Strategy Cash FlowBuy a 1-year zero-coupon bond -$931.97Sell 1.047157502 2-year zeros $890.00 * 1.047157502 = $931.97Net Cash Flow $0.00
Q6. (1 p) Discuss marking to market and margin accounts in the futures market.
7 Ans: When opening an account, the trader establishes a margin account. The margin deposit may be cash or near cash, such as T-bills. Both sides of the contract must post margin. The initial margin is between 5 and 15% of the total value of the contract. The more volatile the asset, the higher the margin requirement. The clearinghouse recognizes profits and losses at the end of each trading day; this daily settlement is marking to market, thus proceeds accrue to the trader's account immediately; maturity date does not govern the realization of profits or losses.
22. (1.5 p) In an increasingly globalized investment environment, comparability problems become even greater. Discuss some of the problems for the investor who wishes to have an internationally diversified portfolio.

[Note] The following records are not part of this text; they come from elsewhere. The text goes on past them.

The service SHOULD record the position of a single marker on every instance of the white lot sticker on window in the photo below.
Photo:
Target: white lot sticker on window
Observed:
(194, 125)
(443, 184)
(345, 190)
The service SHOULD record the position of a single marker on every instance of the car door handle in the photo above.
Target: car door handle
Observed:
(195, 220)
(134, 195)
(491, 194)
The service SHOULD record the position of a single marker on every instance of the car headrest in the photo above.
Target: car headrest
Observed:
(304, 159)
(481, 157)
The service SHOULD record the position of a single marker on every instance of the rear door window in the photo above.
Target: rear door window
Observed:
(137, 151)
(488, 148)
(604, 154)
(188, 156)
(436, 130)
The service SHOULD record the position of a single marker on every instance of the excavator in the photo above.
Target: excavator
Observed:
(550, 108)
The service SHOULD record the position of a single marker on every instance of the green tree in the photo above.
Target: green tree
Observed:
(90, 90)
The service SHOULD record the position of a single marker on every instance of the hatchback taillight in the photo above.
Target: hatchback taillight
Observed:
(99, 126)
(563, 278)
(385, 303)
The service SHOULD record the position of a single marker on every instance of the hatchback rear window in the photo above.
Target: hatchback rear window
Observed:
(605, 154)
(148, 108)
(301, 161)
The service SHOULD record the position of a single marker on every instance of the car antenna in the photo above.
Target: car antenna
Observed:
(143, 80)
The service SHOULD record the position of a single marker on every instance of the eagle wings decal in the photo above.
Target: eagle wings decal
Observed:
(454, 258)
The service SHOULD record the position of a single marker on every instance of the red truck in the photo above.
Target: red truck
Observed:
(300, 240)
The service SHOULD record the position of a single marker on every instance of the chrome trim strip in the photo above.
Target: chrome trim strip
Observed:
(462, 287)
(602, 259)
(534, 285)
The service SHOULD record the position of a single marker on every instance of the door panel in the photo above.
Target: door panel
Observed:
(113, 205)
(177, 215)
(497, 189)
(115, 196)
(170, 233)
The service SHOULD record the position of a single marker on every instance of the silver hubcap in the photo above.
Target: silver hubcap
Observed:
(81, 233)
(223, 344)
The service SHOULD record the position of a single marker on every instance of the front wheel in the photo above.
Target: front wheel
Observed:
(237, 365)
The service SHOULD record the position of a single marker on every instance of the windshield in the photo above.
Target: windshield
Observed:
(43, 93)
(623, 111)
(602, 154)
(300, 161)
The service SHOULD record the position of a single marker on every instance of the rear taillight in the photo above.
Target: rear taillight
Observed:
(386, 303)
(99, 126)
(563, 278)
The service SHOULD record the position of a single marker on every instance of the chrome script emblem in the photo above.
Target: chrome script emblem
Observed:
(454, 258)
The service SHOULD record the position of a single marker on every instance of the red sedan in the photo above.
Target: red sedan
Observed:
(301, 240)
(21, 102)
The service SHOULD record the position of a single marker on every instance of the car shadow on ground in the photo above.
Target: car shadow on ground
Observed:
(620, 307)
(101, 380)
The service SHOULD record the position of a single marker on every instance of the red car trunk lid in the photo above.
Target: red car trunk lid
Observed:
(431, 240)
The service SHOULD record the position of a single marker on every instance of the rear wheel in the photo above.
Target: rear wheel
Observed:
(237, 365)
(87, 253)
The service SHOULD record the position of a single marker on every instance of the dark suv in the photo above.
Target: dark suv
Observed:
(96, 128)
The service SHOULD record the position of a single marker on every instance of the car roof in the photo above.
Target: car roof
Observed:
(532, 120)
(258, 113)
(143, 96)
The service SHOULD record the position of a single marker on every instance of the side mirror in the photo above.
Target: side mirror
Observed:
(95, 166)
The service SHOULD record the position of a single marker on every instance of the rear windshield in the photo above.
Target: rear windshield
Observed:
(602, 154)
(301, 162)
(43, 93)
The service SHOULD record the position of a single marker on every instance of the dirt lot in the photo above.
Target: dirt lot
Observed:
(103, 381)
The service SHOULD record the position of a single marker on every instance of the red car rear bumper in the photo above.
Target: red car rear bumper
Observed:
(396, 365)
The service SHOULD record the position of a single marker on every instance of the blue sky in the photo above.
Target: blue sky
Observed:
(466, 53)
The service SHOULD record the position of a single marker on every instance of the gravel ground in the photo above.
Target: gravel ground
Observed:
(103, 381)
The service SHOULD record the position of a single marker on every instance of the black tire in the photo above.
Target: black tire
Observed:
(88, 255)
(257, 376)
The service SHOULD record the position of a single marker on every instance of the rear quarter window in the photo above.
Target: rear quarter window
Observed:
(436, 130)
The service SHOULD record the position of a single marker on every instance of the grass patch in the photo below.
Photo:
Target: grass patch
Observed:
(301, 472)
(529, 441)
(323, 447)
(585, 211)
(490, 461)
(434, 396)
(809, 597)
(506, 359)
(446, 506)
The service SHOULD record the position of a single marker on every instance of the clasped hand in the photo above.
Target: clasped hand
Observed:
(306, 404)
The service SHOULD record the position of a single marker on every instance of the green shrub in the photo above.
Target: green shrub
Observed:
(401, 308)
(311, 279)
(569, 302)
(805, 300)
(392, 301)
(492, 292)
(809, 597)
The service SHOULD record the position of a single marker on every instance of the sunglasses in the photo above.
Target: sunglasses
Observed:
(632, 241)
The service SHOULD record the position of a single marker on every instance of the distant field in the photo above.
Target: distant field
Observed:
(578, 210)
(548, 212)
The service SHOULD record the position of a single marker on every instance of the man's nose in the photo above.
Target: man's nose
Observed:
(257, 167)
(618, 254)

Ans: Firms in other countries are not required to prepare financial statement according to U. S. generally accepted accounting principles. Accounting practices in other countries vary from those of the U. S. In some countries, accounting standards may be very lax or virtually nonexistent. Some of the major differences are: reserve practices, many countries allow more discretion in setting aside reserves for future contingencies than is typical in the U. S.; depreciation practices, in the U. S., firms often use accelerated depreciation for tax purposes, and straight line depreciation for accounting purposes, while most other countries do not allow such dual accounts, and finally, the treatment of intangibles varies considerably across countries. Finally, the problem of obtaining financial information may be considerable for some international investments, varying currency exchange rates present additional complications, translation of statements into English is another complication; potential government expropriation of assets and political unrest may be problems in some countries. In general, for the individual investor, investing in global or international mutual funds is a less risky way to add diversification to the portfolio than is attempting to value individual international securities.
23. (1 p) Discuss rate anticipation swaps as a bond portfolio management strategy.
Ans: Rate anticipation swap is an active bond portfolio management strategy, based on predicting future interest rates. If a portfolio manager believes that interest rates will decline, the manager will swap into bonds of greater duration. Conversely, if the portfolio manager believes that interest rates will increase, the portfolio manager will swap into bonds of shorter duration. This strategy is an active one, resulting in high transactions costs, and the success of this strategy is predicated on the bond portfolio manager's ability to predict correctly interest rate changes consistently over time (a difficult task, indeed).